Da giovedì 20 luglio in edicola il nuovo, attesissimo numero di “Giallo”, il settimanale che ogni settimana vi tiene aggiornati sulle più scottanti storie di cronaca nera italiana e internazionale, tra delitti irrisolti, misteri, inchieste e approfondimenti esclusivi.
Albina Perri, direttore di Giallo, ha presentato il nuovo numero del settimanale ai microfoni di Fabio Camillacci su Radio Cusano Campus.
Il cuore del nuovo numero di Giallo è rappresentato da uno speciale che getta nuova luce – e nuovi dubbi – sulla vicenda giudiziaria che ha sconvolto l’Italia: l’omicidio di Chiara Poggi, uccisa nella sua abitazione di Garlasco il 13 agosto 2007, per il quale è stato condannato il fidanzato Alberto Stasi.
L’articolo, pubblicato a pagina 8, raccoglie la voce degli avvocati della difesa, di esperti e della Procura di Pavia, mostrando come le recenti indagini abbiano messo in luce errori e superficialità nelle indagini scientifiche originali.
La Procura di Pavia ha infatti comunicato ufficialmente che la famosa garza utilizzata durante l’autopsia per prelevare materiale dalla bocca di Chiara Poggi era stata contaminata con il DNA di un altro cadavere esaminato in precedenza nella stessa sala autoptica. Un errore grave, che compromette completamente l’attendibilità di una delle prove chiave della condanna.
Non solo: sulla stessa garza erano già state individuate, tempo fa, tracce di DNA di un infermiere. Ora si scopre che l’intero procedimento, dai rilievi alla conservazione delle prove, potrebbe essere stato viziato da contaminazioni, omissioni e procedure non rispettate.

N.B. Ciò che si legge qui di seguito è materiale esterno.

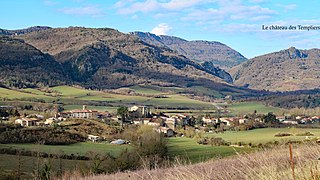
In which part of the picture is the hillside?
[131,32,247,69]
[0,26,51,35]
[230,47,320,91]
[17,27,255,96]
[0,36,67,88]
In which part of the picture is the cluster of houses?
[11,105,320,142]
[277,116,320,125]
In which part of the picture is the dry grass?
[63,144,320,180]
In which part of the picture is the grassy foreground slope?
[75,144,320,180]
[0,142,133,156]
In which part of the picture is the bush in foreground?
[67,144,320,180]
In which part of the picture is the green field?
[0,142,132,156]
[206,128,320,144]
[168,137,252,163]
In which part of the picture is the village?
[0,105,320,144]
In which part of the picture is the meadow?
[205,128,320,145]
[168,137,253,163]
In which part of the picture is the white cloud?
[183,1,277,21]
[277,4,297,12]
[118,0,159,14]
[151,23,172,35]
[249,0,266,3]
[114,0,212,14]
[161,0,208,10]
[43,0,57,6]
[60,6,104,17]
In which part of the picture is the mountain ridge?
[229,47,320,91]
[130,31,247,69]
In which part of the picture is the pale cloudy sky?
[0,0,320,58]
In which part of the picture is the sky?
[0,0,320,58]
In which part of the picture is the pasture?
[205,128,320,145]
[168,137,252,163]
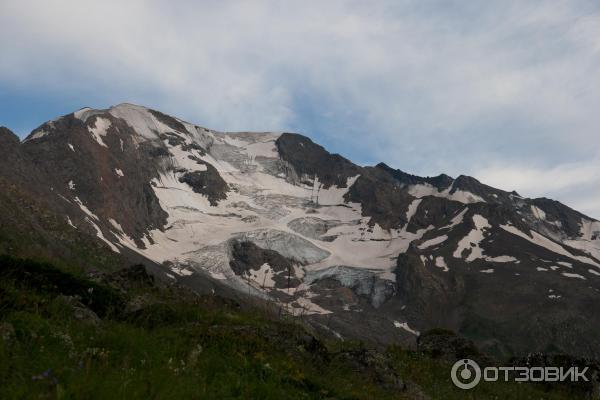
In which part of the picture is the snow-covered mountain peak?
[8,103,600,356]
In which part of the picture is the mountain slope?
[0,104,600,357]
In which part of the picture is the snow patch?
[394,321,419,336]
[452,214,492,262]
[500,225,600,268]
[561,272,586,280]
[435,256,450,272]
[418,235,448,250]
[88,117,111,148]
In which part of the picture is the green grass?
[0,257,592,400]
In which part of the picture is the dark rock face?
[531,197,585,236]
[21,113,167,247]
[276,133,360,189]
[0,101,600,357]
[375,163,453,190]
[148,109,187,132]
[417,329,482,362]
[0,126,20,147]
[179,161,229,206]
[344,168,414,229]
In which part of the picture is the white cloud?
[0,0,600,216]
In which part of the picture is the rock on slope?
[0,104,600,357]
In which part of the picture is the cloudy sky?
[0,0,600,218]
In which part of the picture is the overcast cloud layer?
[0,0,600,218]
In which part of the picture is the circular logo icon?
[450,358,481,390]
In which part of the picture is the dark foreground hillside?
[0,256,587,399]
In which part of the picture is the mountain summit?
[0,104,600,357]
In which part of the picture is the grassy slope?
[0,257,573,399]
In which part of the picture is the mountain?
[0,104,600,358]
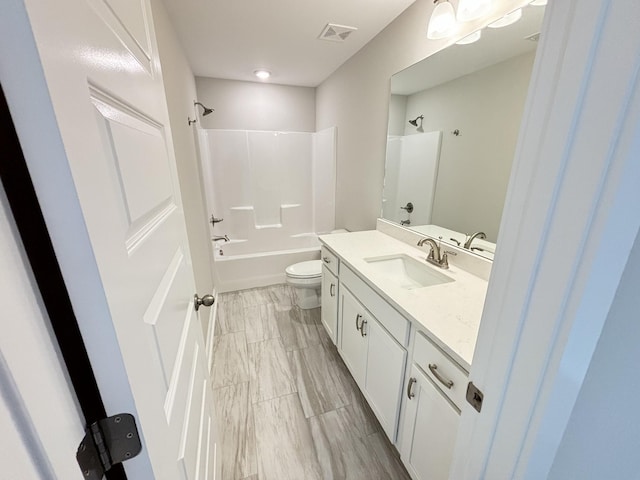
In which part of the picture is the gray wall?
[408,52,535,242]
[548,230,640,480]
[152,0,213,333]
[316,0,523,231]
[196,77,316,132]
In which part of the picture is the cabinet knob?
[407,377,418,400]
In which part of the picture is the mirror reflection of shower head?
[409,115,424,127]
[193,102,214,117]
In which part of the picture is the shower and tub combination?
[199,128,336,300]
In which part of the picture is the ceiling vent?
[318,23,357,42]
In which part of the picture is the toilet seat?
[285,260,322,279]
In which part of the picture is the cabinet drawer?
[340,264,410,347]
[413,332,468,408]
[320,245,340,275]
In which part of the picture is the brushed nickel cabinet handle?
[407,377,418,400]
[429,363,453,389]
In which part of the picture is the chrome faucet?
[418,238,449,269]
[464,232,487,250]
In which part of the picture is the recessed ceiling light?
[456,30,482,45]
[253,69,271,80]
[487,8,522,28]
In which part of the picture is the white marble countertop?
[320,230,487,371]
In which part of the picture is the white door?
[321,265,338,344]
[12,0,215,480]
[362,315,407,442]
[339,286,367,389]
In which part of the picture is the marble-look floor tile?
[287,345,351,418]
[276,307,321,351]
[216,296,244,335]
[248,338,296,403]
[367,432,411,480]
[214,382,258,480]
[309,407,388,480]
[244,305,280,343]
[211,332,249,388]
[254,395,323,480]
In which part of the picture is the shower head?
[409,115,424,127]
[193,102,213,117]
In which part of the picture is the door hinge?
[76,413,142,480]
[467,382,484,412]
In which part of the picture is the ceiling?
[391,6,545,95]
[164,0,416,87]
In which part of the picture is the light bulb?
[456,30,482,45]
[427,0,456,40]
[456,0,491,22]
[487,8,522,28]
[253,70,271,80]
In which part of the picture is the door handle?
[193,293,216,312]
[407,377,418,400]
[429,363,453,389]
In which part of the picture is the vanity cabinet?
[338,284,407,441]
[321,265,338,344]
[400,365,460,480]
[400,331,468,480]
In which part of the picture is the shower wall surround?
[199,128,336,255]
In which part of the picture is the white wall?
[548,230,640,480]
[152,0,214,324]
[316,0,527,230]
[404,52,535,242]
[196,77,316,132]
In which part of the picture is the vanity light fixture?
[456,0,492,22]
[487,8,522,28]
[456,30,482,45]
[427,0,456,40]
[253,69,271,80]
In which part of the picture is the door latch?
[467,382,484,412]
[76,413,142,480]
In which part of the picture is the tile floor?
[212,285,409,480]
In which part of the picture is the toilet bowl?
[285,260,322,310]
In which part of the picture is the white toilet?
[285,260,322,310]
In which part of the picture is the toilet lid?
[285,260,322,278]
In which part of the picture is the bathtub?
[213,233,320,293]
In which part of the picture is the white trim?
[451,0,640,479]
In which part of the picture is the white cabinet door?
[339,288,367,389]
[322,265,338,344]
[401,365,460,480]
[362,315,407,442]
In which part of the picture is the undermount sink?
[364,253,453,290]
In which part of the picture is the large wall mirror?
[382,6,544,258]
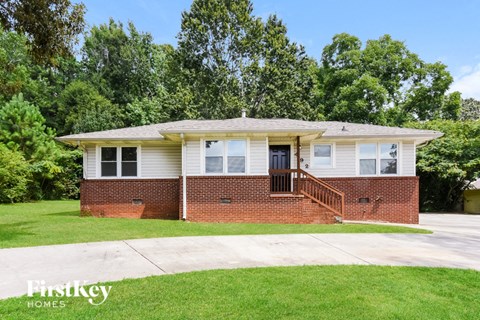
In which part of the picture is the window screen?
[101,147,117,177]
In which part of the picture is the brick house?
[58,115,442,223]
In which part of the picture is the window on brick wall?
[100,147,138,177]
[358,143,398,175]
[205,140,247,174]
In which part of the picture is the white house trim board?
[310,140,337,169]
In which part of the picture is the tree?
[82,19,166,106]
[460,98,480,120]
[0,94,79,199]
[0,94,56,161]
[408,120,480,211]
[58,80,123,134]
[125,92,172,127]
[318,33,460,125]
[0,0,85,65]
[0,28,30,104]
[0,143,31,203]
[176,0,314,119]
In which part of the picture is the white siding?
[185,140,201,175]
[249,138,268,175]
[141,144,182,178]
[84,146,97,179]
[300,141,356,177]
[401,142,416,176]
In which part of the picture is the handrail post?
[296,136,300,194]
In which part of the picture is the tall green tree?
[318,33,460,125]
[0,28,31,104]
[82,19,166,106]
[0,94,81,199]
[0,143,31,203]
[408,120,480,211]
[58,80,123,134]
[0,0,85,65]
[460,98,480,120]
[177,0,314,119]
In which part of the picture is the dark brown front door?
[270,145,292,192]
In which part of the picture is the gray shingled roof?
[58,118,442,142]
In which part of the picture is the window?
[380,143,398,174]
[101,147,117,177]
[122,147,137,177]
[360,143,377,175]
[359,143,398,175]
[205,140,223,173]
[312,144,333,168]
[205,140,247,173]
[227,140,247,173]
[100,147,138,177]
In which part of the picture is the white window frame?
[355,141,402,177]
[95,144,142,180]
[310,141,336,169]
[200,137,250,176]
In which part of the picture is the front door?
[270,145,292,192]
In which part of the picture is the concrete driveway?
[0,214,480,298]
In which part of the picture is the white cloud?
[450,64,480,100]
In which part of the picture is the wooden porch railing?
[269,169,345,218]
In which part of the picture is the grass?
[0,266,480,320]
[0,201,430,248]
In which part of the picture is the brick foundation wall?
[80,179,179,219]
[322,177,419,224]
[180,176,335,223]
[80,176,419,223]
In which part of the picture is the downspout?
[77,140,88,179]
[180,133,187,221]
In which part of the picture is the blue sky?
[75,0,480,99]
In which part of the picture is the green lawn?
[0,266,480,320]
[0,201,429,248]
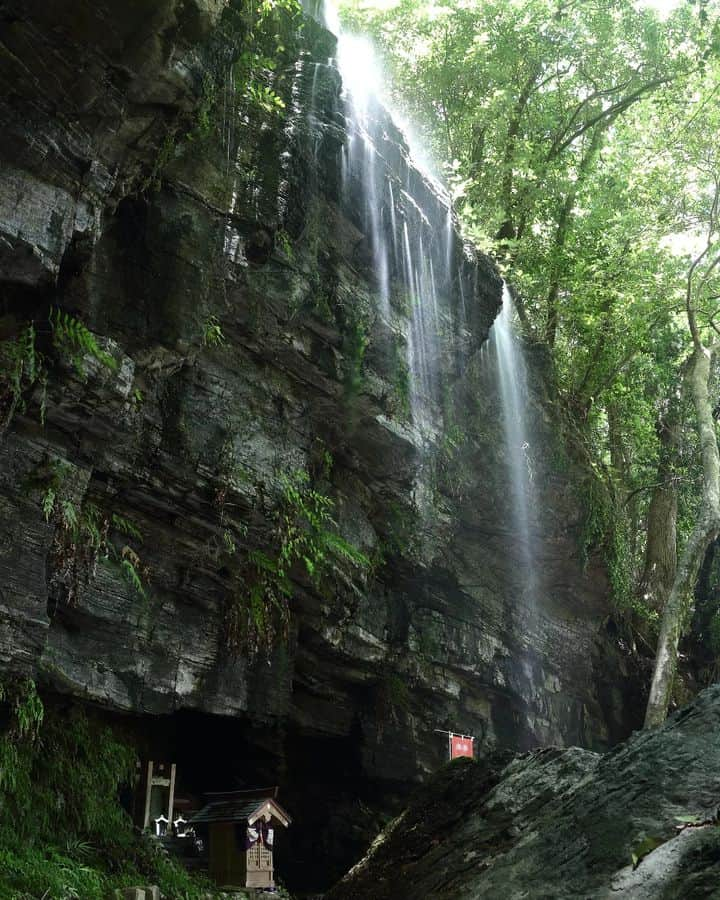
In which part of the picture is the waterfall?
[490,284,537,596]
[337,33,455,442]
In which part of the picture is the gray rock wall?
[0,0,632,884]
[327,685,720,900]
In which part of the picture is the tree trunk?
[645,346,720,728]
[637,402,680,613]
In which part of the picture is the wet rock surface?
[0,0,637,877]
[326,685,720,900]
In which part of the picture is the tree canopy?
[344,0,720,720]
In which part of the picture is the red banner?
[450,734,475,759]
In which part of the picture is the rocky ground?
[327,685,720,900]
[0,0,639,876]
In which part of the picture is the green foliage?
[0,322,47,430]
[227,470,372,652]
[50,307,118,378]
[39,458,149,606]
[202,316,227,347]
[0,681,210,900]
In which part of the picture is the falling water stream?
[298,0,537,584]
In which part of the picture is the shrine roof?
[190,791,292,826]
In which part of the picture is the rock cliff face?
[0,0,632,875]
[327,685,720,900]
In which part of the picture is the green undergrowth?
[0,680,211,900]
[226,463,372,655]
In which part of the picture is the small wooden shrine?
[135,759,176,837]
[189,787,291,888]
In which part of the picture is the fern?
[50,307,118,378]
[110,513,142,541]
[0,322,47,429]
[120,548,147,600]
[42,485,55,522]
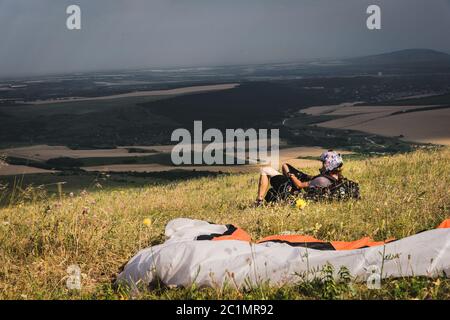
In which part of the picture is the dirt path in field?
[30,83,239,105]
[302,104,450,145]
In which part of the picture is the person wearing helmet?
[256,150,344,205]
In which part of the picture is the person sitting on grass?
[255,150,344,206]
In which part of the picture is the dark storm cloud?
[0,0,450,77]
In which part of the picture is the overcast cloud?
[0,0,450,77]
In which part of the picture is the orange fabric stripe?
[212,228,252,242]
[257,234,325,243]
[437,219,450,229]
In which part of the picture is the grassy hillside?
[0,149,450,299]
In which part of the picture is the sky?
[0,0,450,77]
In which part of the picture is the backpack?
[265,174,361,202]
[303,174,361,201]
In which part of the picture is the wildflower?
[142,218,152,227]
[295,199,306,210]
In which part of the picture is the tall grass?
[0,149,450,299]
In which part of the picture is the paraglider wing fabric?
[118,219,450,288]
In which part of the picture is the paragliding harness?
[265,166,361,203]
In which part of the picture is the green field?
[0,148,450,299]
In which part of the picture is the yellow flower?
[295,199,306,210]
[142,218,152,227]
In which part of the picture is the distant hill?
[347,49,450,65]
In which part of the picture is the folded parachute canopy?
[118,218,450,288]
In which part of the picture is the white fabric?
[118,219,450,288]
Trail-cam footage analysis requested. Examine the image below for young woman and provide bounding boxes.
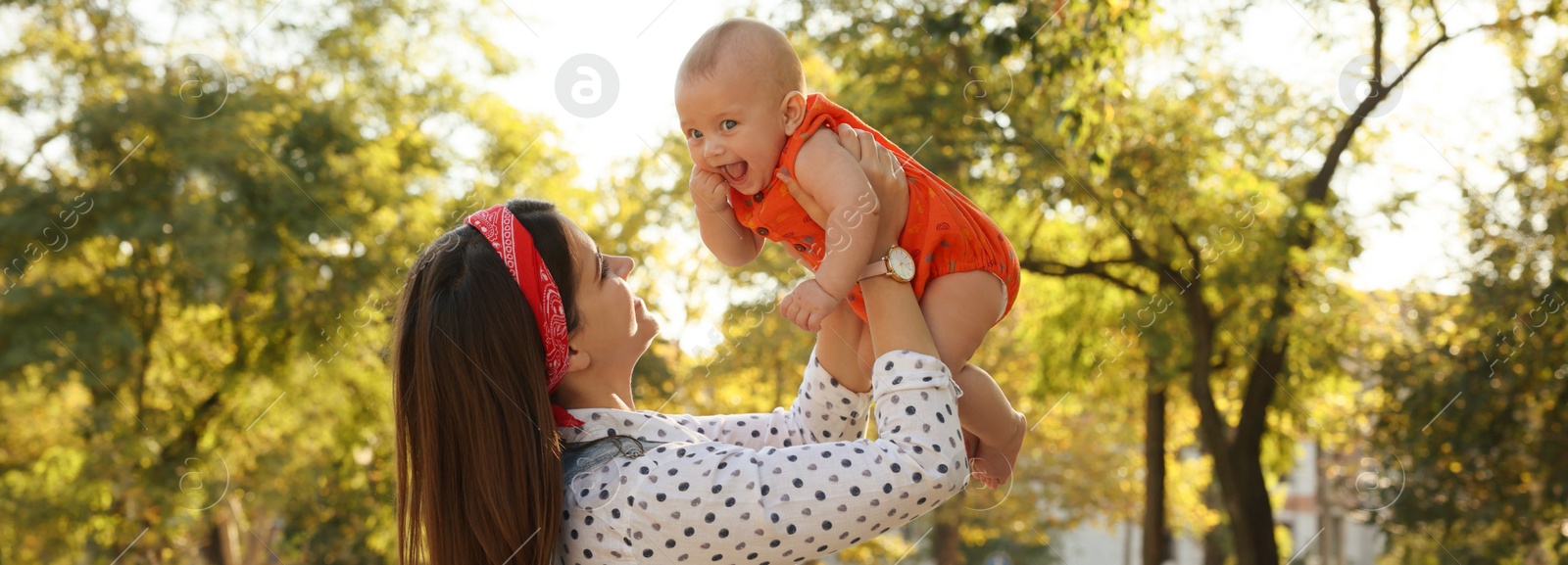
[392,133,969,565]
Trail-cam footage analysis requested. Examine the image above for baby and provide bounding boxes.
[676,19,1025,487]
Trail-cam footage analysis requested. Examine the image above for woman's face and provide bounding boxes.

La difesa di Stasi, attraverso l’avvocato Giada Bocellari, sottolinea la gravità della situazione: “Tutte le analisi che hanno portato Alberto in carcere potrebbero essere state contaminate”, afferma. E non si tratta solo della garza: già in passato era emerso che il cadavere non era stato pesato, che non erano state prese le impronte digitali e che la scena del crimine era stata attraversata da più persone senza calzari e guanti, rendendo dunque inaffidabili anche le tracce raccolte in casa Poggi. Queste circostanze minano la solidità stessa della condanna definitiva.
L’inchiesta di Giallo ricostruisce passo dopo passo tutti gli errori, dagli sbagli durante l’autopsia (la scelta di una semplice garza al posto di un tampone sterile, la commistione con altri cadaveri, le sale autoptiche non idonee) fino ai dubbi sui reperti principali: il DNA di Chiara Poggi trovato sui pedali della bici di Stasi, il famigerato portasapone con impronte miste, la famosa questione della camminata e la tempistica della morte della vittima, più volte modificata durante l’inchiesta.
Vengono inoltre riportati i commenti di esperti e magistrati, come il giudice Stefano Vitelli – che aveva assolto Stasi in primo grado – il quale rimarca che una simile contaminazione “non si era mai vista” e che ci sono “seri motivi per considerare la revisione del processo”.